As the battle between Philippine troops and Islamic State-linked militants approaches its fourth month in the besieged city of Marawi, it has become clear that the militants have not only developed increasingly sophisticated urban warfare tactics but are extending their presence across the region to pose threats in areas not previously associated with Islamist violence.
Even if the Marawi siege is now in its final stages, the extent to which it has galvanised IS sympathisers across the region is clear. A mid-2016 video produced by IS central media that called on Southeast Asian recruits to travel to Mindanao or to engage in operations in the region if they could not travel to Syria was a key marker for what was to come. As Islamic State territory has steadily diminished in the Levant, along with the increased difficulty for jihadists to gain passage to Syria to defend it, the cause of establishing a wilayat (province) of the caliphate in Mindanao has only grown.
The heightened activism has many regional analysts concerned that IS-affiliated militants are set to infiltrate and exploit the ongoing sectarian violence in Myanmar, as they are now referencing the conflict in IS media channels. The persecution of the 1.1 million-strong Muslim Rohingya minority in Myanmar’s western Rakhine state, denied citizenship and basic civil rights by successive Myanmar governments, has led to several hundred deaths and the displacement of over 300,000, both internally and into neighbouring states.
Much of the violence has been caused by Myanmar’s security forces, as well as extremist Buddhist vigilante groups, notably in a brutal military crackdown in October-November last year [plus another one in recent days] which led to credible accusations of atrocities, swelled refugee numbers and hardened the resolve of local militants.
Attacks in recent weeks – six Buddhist villagers stabbed and shot dead in their fields; a blast in a house as locals attempt to assemble a home-made bomb – point to an intensified insurgency during the area’s rainy season, which constrains major military operations. Accompanying this is an increasing number of targeted killings of mostly Muslim civilians viewed as collaborating with the security services or local government administration.
Regional intelligence experts note that external support in the form of arms and funding have in recent months reached the militants via Malaysia, Thailand and Bangladesh. Crucial to this is the large and increasingly empowered Rohingya diaspora of several hundred thousand in the Persian Gulf, Pakistan and Malaysia, where as many as 130,000 Rohingya refugees and migrant laborers currently reside.
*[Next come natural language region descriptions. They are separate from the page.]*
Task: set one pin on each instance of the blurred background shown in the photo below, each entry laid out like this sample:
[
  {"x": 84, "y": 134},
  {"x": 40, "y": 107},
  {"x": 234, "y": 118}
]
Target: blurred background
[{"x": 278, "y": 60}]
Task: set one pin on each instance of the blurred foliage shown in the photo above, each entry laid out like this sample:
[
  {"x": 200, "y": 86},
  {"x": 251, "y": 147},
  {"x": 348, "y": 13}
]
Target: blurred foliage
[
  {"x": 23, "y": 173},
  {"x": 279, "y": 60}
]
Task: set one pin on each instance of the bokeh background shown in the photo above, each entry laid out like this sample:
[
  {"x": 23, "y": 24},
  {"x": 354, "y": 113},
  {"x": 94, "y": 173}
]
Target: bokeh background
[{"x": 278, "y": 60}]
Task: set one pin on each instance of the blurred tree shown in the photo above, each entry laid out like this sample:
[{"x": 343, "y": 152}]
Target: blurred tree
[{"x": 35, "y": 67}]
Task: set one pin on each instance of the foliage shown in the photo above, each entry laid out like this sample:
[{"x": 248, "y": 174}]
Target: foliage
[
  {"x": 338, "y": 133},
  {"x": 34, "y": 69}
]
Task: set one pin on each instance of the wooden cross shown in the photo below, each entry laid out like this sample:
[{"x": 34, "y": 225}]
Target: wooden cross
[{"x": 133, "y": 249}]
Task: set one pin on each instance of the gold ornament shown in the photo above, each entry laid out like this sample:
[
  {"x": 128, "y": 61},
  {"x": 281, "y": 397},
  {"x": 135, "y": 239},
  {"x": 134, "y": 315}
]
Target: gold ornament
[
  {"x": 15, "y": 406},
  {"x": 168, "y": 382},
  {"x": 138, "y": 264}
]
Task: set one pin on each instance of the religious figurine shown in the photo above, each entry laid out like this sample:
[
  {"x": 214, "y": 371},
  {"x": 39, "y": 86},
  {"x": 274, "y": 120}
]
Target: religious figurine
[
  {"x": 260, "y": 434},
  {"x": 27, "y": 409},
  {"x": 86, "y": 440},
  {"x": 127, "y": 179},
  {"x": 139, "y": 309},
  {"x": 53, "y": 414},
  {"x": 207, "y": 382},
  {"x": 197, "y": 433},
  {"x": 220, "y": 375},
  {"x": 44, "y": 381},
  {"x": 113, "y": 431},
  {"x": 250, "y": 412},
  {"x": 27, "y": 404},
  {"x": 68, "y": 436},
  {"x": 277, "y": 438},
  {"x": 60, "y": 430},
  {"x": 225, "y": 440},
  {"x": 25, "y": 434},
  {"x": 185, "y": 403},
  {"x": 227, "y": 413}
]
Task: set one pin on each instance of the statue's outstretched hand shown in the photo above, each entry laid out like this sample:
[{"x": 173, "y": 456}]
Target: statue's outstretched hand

Having claimed responsibility for recent violence, the main Rohingya jihadist group is the Arakan Rohingya Salvation Army (ARSA) – formerly known as the Harakat al-Yaqin. It is understood to have a leadership council based in Saudi Arabia and local leaders with backgrounds in Pakistan. This represents a support network that likely translates into donations from sympathetic businessmen in both countries.
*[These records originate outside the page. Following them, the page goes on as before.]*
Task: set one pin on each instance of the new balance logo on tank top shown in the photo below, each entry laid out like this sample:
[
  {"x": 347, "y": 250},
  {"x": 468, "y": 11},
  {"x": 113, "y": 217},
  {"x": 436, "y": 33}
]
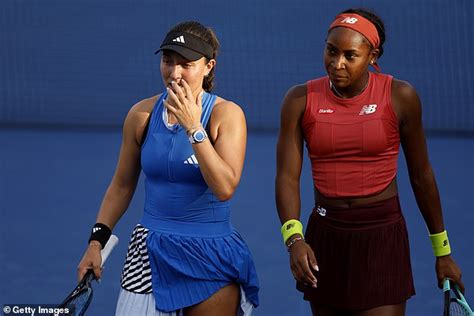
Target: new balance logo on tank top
[{"x": 353, "y": 144}]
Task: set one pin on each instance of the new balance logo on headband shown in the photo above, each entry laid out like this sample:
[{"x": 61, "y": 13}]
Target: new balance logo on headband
[
  {"x": 179, "y": 39},
  {"x": 349, "y": 20},
  {"x": 192, "y": 161}
]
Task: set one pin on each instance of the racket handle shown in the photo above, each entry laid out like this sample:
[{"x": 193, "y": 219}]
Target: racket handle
[{"x": 109, "y": 246}]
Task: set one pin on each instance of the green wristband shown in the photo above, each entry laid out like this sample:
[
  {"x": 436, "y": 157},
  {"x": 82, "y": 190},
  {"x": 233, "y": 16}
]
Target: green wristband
[
  {"x": 291, "y": 227},
  {"x": 440, "y": 244}
]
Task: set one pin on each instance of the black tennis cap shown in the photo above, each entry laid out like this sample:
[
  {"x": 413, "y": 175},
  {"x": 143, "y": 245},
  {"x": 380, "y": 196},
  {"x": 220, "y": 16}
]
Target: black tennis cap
[{"x": 188, "y": 45}]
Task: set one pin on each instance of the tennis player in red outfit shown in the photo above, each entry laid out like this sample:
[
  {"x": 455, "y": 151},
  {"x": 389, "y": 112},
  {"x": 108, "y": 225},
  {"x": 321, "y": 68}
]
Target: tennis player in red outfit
[{"x": 354, "y": 258}]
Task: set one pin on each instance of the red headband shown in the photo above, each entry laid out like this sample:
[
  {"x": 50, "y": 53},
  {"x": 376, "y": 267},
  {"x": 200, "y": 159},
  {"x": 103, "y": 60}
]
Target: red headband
[{"x": 359, "y": 24}]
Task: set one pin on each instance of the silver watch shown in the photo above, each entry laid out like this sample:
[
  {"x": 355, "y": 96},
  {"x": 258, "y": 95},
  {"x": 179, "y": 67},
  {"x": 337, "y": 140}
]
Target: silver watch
[{"x": 198, "y": 136}]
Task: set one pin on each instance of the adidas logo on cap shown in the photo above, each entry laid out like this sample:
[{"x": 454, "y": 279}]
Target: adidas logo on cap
[{"x": 179, "y": 39}]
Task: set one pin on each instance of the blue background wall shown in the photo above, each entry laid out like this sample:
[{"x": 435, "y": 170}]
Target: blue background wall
[{"x": 86, "y": 62}]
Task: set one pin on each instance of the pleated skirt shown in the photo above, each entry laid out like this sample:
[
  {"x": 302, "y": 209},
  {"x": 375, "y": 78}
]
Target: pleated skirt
[
  {"x": 363, "y": 256},
  {"x": 182, "y": 271}
]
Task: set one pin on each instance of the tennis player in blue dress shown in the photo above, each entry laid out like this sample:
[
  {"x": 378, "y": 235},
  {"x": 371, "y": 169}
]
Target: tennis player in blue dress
[{"x": 184, "y": 257}]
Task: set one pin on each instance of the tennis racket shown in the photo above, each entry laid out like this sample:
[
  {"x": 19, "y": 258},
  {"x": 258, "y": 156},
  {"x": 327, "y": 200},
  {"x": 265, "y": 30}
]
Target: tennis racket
[
  {"x": 454, "y": 302},
  {"x": 81, "y": 296}
]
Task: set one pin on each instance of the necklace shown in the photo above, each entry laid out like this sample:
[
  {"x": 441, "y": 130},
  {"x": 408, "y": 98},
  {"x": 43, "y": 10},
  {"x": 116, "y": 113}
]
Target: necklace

Intelligence officials have revealed that a group of senior Rohingya clerics based in Saudi Arabia has already played an important role in fundraising and enabling money transfers. Meanwhile, Malaysia has emerged as both a major clearing-house for ARSA funding and a transit point for the movement of militants.
Myanmar’s relations with Malaysia have been strained for several years over the Rakhine crisis, while ties with neighbouring Bangladesh have been difficult for decades, so Naypyidaw has looked primarily to Buddhist Thailand for help in clamping down on the movement of money and militants into the emerging conflict zone. Senior Myanmar officials travelled to Bangkok earlier this year to discuss deepening intelligence exchanges on the issue of Islamist militant activity.
A key focus is on the town of Mae Sot on Thailand’s western border with Myanmar. A fast growing trade and industrial hub of some 200,000 people, Mae Sot has long had a significant Muslim population and it has emerged as a key staging point for couriers and militants travelling overland north from Malaysia into Myanmar.
Whether the ARSA militants and the Barisan Revolusi Nasional (BRN) insurgents in southern Thailand are in contact is an open question, but certainly both groups have key organisers in Malaysia and share broadly similar ideological objectives within Buddhist-dominated states.
Of arguably greater concern is Bangladesh, where up to 300,000 displaced Rohingya have already settled in the southern Bangladeshi districts of Chittagong, Cox’s Bazaar and Bandarban. There are signs that ARSA is trying to recruit from this large pool, while also beginning to access small-arms consignments sourced from Asia’s black market in weapons in Karachi, Sharjah and Abu Dhabi, via freighters and fishing boats operating in the Bay of Bengal.